C2C e-ticaret, elektronik pazaryerlerinde tüketicilerin birbirleriyle yaptığı işlemleri kapsar. Bu modelde kullanıcılar, kendi ürünlerini başka kullanıcılara satışa sunar. Ürünlerini satışa çıkaran taraf, bir rezerv fiyatı, teklif süresi ve artırma adımlarını belirler. Ürünü satın almak isteyenler, belirlenen asgari artırma tutarından veya kendi tercih ettikleri miktarda fiyat artırarak teklifte bulunurlar.
Bu tip platformlarda, kullanıcıların alışveriş deneyimlerini ve satıcılarla ilgili yorumlarını paylaşmaları da mümkündür. Böylece güven unsuru desteklenir ve güvenilir satıcılar ön plana çıkar. Son yıllarda, gerçek kişi satıcıların e-pazaryeri platformlarını kullanarak C2C faaliyet yürütmesi de giderek yaygınlaşmıştır. Örneğin, toptancıdan çok uygun fiyata toplu alım yaparak bu ürünleri internet üzerinden satmak veya kullanılmış bir bilgisayarı yine bu platformlarda satışa sunmak bu kapsama girmektedir.
Bazı C2C pazaryerleri ise açık artırma sistemi kullanır. Sınırlı sayıdaki ürüne bir taban fiyat ve belirli bir süre konur, süre bitiminde en yüksek teklifi veren kişi(ler) ürünü satın alır. Tüm bu işlemler tüketiciler arasında gerçekleştiği için TKHK’daki “tüketici işlemi” tanımına uymayabilir ve dolayısıyla TKHK korumasından yararlanılamaz.
Buna karşın, işlemler bir e-pazaryerinde gerçekleşiyorsa ve tüketici bu pazar yerince yeterince bilgilendirilmemişse, tüketici –bizim görüşümüze göre– ilgili platforma karşı TKHK’daki haklarını ileri sürebilecektir.
İşletmelerle kamu kurumları arasındaki ticari işlemler, “Business to Government (B2G)” adı verilen e-ticaret modelini oluşturur. Kamu ihalelerinin internet üzerinden duyurulması, şirketlerin elektronik ortamda teklif vermesi, vergi ödemelerinin takibi, e-beyan ve e-tebligat uygulamaları bu modele örnek olarak gösterilebilir. Burada satıcı konumunda işletmeler, alıcı konumunda kamu kuruluşları ve aracılık hizmeti veren kurumlar yer alır.

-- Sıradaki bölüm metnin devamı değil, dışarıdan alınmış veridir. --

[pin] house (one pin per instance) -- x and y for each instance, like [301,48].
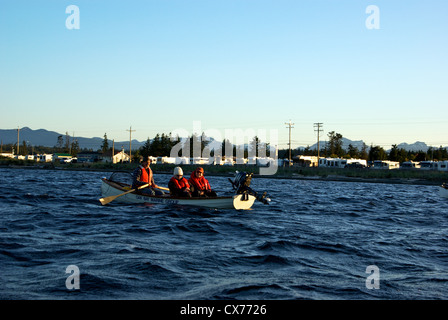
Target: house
[385,164]
[7,154]
[62,157]
[410,165]
[44,157]
[88,156]
[307,161]
[340,163]
[429,165]
[163,160]
[119,157]
[442,166]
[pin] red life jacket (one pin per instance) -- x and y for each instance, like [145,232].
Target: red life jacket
[200,183]
[146,176]
[179,184]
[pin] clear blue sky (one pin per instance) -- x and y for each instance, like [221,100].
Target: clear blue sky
[159,65]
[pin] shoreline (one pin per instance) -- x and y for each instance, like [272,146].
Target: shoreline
[396,176]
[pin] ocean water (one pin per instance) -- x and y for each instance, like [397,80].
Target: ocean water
[316,240]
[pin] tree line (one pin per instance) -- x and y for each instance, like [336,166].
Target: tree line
[162,144]
[333,149]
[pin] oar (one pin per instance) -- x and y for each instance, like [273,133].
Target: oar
[112,198]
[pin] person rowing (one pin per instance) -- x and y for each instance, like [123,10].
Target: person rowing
[143,175]
[199,185]
[178,185]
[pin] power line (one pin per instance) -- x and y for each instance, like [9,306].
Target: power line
[290,126]
[130,141]
[318,129]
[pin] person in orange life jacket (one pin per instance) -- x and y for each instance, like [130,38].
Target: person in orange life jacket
[199,185]
[178,185]
[143,175]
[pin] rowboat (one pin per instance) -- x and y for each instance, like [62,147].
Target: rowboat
[443,190]
[241,200]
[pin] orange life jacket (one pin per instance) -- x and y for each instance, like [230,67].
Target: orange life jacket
[146,176]
[179,184]
[200,183]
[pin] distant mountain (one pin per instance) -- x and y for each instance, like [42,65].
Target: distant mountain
[345,143]
[416,146]
[45,138]
[42,137]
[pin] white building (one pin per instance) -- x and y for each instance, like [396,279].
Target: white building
[429,165]
[7,154]
[339,163]
[385,164]
[44,157]
[442,166]
[409,165]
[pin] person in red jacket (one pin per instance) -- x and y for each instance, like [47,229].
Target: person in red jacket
[143,175]
[178,185]
[199,185]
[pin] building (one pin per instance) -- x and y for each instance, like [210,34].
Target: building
[7,154]
[89,156]
[340,163]
[408,165]
[119,157]
[45,157]
[62,157]
[385,164]
[429,165]
[442,166]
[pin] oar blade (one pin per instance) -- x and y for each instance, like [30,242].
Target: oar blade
[107,200]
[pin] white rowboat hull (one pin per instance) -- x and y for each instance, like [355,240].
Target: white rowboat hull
[443,192]
[239,201]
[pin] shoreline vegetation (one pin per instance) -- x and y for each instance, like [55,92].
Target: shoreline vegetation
[397,176]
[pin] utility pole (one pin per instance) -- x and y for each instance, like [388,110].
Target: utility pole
[318,129]
[113,150]
[290,126]
[18,129]
[130,139]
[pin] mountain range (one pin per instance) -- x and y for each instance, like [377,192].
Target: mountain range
[42,137]
[45,138]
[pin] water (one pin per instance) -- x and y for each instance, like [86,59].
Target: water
[314,241]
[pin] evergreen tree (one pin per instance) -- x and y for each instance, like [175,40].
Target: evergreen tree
[105,145]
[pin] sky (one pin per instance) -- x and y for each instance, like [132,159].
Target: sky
[161,66]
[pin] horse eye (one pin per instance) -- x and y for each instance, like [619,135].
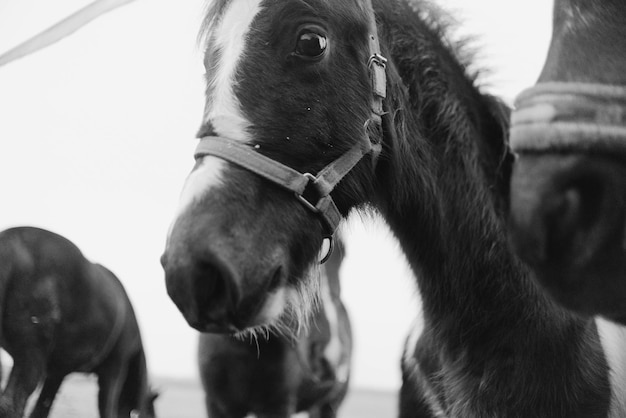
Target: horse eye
[311,45]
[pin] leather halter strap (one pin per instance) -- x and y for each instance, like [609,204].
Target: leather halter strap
[575,117]
[326,180]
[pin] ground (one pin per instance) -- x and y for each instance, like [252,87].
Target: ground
[184,399]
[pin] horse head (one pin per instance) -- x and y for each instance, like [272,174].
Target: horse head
[568,202]
[288,142]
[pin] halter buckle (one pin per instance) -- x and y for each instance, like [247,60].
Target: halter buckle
[310,206]
[377,59]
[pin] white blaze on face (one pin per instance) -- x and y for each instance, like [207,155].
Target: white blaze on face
[228,36]
[613,339]
[229,40]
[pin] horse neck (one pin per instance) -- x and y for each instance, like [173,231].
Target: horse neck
[442,196]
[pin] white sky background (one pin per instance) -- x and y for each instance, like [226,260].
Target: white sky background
[97,137]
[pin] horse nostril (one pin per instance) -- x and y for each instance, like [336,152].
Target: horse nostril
[215,291]
[569,215]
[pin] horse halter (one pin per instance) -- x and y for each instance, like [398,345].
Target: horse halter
[560,116]
[326,179]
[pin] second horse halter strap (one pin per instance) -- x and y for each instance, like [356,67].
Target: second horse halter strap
[578,117]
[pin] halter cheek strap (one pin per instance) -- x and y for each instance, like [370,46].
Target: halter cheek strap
[288,178]
[570,117]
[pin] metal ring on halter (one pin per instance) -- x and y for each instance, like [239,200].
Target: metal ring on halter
[378,59]
[331,248]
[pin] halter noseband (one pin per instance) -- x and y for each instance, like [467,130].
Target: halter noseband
[327,179]
[568,116]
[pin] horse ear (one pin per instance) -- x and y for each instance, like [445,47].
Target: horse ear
[154,394]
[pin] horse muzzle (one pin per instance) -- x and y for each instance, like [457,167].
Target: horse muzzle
[219,294]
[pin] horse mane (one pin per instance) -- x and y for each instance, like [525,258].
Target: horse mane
[422,45]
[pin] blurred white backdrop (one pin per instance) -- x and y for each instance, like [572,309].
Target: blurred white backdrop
[97,137]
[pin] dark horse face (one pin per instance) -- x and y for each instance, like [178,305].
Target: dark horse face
[289,80]
[569,184]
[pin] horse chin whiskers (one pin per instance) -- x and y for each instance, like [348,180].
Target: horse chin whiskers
[299,302]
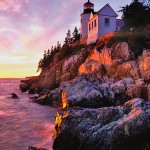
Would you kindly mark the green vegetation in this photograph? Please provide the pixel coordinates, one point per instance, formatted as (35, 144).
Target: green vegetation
(136, 14)
(136, 30)
(138, 39)
(64, 50)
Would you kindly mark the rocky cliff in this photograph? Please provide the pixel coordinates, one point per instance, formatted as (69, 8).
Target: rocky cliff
(105, 98)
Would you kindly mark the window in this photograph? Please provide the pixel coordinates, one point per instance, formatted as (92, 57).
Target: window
(89, 27)
(107, 22)
(94, 23)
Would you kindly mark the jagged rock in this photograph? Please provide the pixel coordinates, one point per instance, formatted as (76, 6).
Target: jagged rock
(135, 91)
(89, 92)
(44, 99)
(35, 148)
(103, 57)
(92, 67)
(127, 69)
(24, 86)
(60, 71)
(144, 65)
(116, 128)
(14, 95)
(148, 91)
(122, 51)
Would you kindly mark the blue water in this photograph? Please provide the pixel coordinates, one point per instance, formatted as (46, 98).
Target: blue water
(23, 123)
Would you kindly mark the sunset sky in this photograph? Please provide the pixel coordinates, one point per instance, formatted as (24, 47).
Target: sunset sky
(28, 27)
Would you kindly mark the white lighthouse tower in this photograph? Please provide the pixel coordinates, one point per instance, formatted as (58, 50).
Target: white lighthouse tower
(84, 17)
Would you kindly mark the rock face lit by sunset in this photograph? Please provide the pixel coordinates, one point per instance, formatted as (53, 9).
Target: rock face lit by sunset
(29, 27)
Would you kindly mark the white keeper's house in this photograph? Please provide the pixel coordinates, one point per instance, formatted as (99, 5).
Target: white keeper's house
(95, 24)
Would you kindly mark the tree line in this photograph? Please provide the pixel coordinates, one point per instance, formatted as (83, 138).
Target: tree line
(49, 54)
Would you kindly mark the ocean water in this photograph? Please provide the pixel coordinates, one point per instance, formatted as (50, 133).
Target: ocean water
(23, 123)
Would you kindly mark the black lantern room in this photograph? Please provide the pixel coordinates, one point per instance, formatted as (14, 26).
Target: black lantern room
(88, 7)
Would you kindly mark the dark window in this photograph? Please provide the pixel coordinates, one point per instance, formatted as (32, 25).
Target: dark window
(89, 27)
(107, 22)
(94, 23)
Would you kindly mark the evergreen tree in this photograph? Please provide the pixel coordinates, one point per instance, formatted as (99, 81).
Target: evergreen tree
(135, 15)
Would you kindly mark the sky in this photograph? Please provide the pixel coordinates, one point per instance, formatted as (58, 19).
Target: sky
(28, 27)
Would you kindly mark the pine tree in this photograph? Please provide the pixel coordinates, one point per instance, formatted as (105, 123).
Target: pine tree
(135, 15)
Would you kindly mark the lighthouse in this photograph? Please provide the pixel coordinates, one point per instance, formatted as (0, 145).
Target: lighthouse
(95, 24)
(84, 17)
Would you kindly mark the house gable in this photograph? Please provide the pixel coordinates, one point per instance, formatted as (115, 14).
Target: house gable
(107, 11)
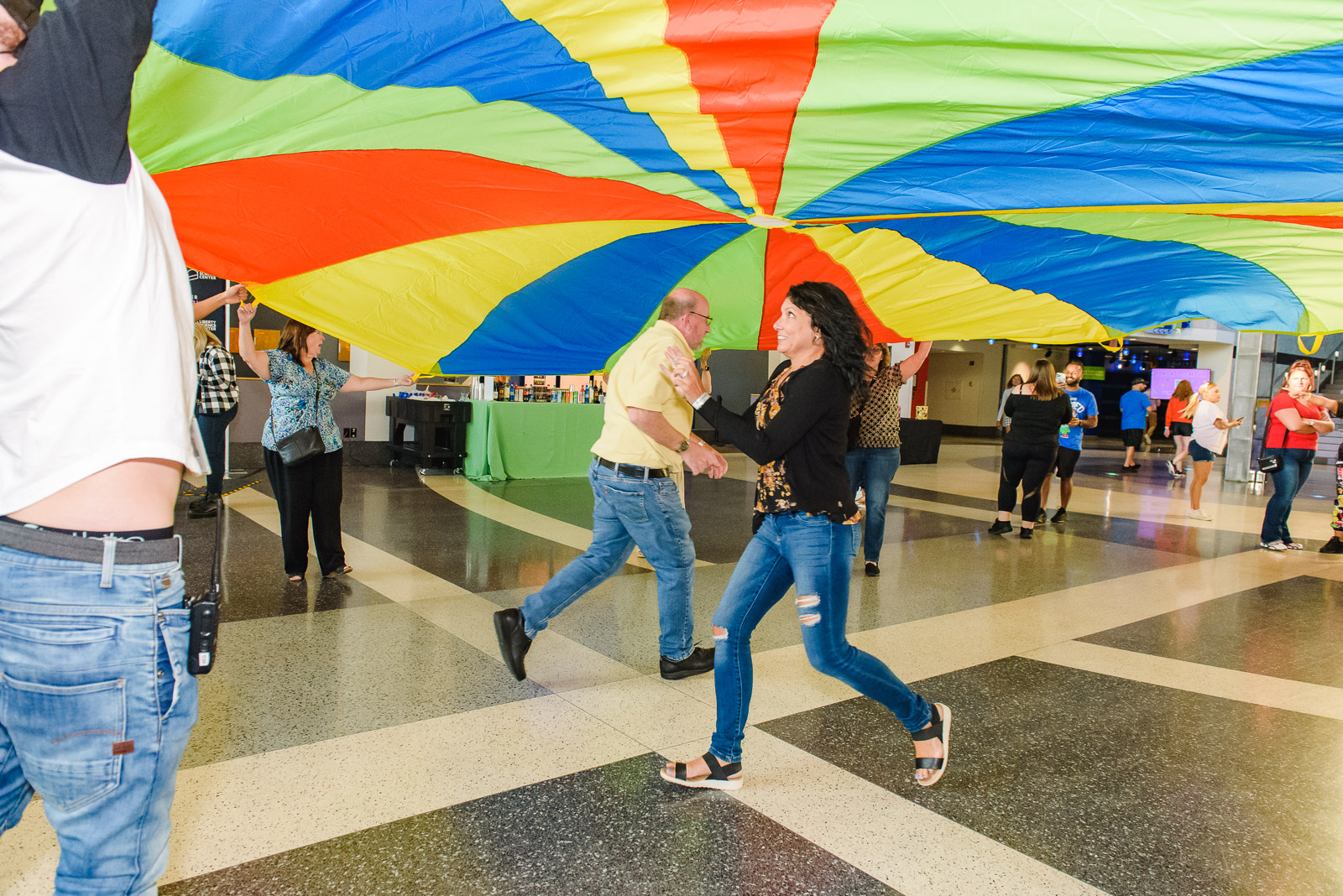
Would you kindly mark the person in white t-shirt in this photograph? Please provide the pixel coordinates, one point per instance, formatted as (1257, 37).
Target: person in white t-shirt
(97, 701)
(1209, 439)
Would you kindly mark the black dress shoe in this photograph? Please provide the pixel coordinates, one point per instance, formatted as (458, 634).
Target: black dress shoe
(514, 642)
(698, 663)
(207, 506)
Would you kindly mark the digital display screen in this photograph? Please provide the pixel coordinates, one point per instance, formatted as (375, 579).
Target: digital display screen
(1165, 380)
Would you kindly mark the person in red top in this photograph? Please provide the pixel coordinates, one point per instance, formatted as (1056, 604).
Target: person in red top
(1177, 427)
(1295, 423)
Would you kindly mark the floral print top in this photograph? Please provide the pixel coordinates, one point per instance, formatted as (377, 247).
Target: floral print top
(300, 400)
(772, 491)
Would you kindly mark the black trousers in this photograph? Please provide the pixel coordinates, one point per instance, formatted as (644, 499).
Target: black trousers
(302, 491)
(1025, 464)
(214, 431)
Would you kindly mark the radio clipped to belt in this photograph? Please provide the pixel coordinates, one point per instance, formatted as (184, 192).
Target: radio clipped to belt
(205, 612)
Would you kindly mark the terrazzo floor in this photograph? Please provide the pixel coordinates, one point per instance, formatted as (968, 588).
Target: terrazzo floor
(1143, 705)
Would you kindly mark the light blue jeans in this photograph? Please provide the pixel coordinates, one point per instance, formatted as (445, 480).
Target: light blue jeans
(96, 707)
(817, 555)
(628, 511)
(872, 471)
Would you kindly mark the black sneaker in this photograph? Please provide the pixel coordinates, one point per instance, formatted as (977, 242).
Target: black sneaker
(514, 642)
(698, 663)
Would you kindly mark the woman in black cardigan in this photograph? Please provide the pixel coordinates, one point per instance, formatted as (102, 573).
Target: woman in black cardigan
(805, 530)
(1031, 445)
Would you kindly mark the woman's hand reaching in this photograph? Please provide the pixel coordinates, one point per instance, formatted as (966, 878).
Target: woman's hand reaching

“Government to Consumer (G2C)” modelinde ise devlet, vatandaşlara sosyal güvenlik primlerinin ve vergilerin internetten ödenmesi, belirli belgelerin e-Devlet üzerinden temin edilmesi, SGK sorgularının elektronik ortamda yapılması, e-beyanname ve e-tebligat gibi hizmetler sunar. Bu sayede devlet ile vatandaş arasında dijital kanallar üzerinden etkileşim ve işlem yapma imkânı sağlanmış olur.
Sonuç olarak, elektronik ticaretin hızla gelişen yapısı ve farklı modelleri (B2B, B2C, C2C, B2G, C2G) hem fırsatları hem de hukuki zorlukları beraberinde getirmektedir. Alım satım sözleşmelerinden veri güvenliğine, ödeme sistemlerinden tüketici haklarına kadar geniş bir yelpazede düzenlemeleri barındıran bu alan, titizlikle ele alınmalıdır. İşte bu noktada, uygulamada karşılaşılan uyuşmazlıkların çözümü ve hukuki risklerin önceden yönetilebilmesi için bir bilişim hukuku avukatı ile çalışmak büyük önem taşır. Gerek şirketlerin, gerekse bireysel girişimcilerin bilişim ve e-ticaret süreçlerinde uzman bir hukuk danışmanına başvurmaları; yasal gerekliliklerin doğru anlaşılmasını, hak kayıplarının önlenmesini ve dijital dünyada güvenli bir ticari ortam sağlanmasını mümkün kılar.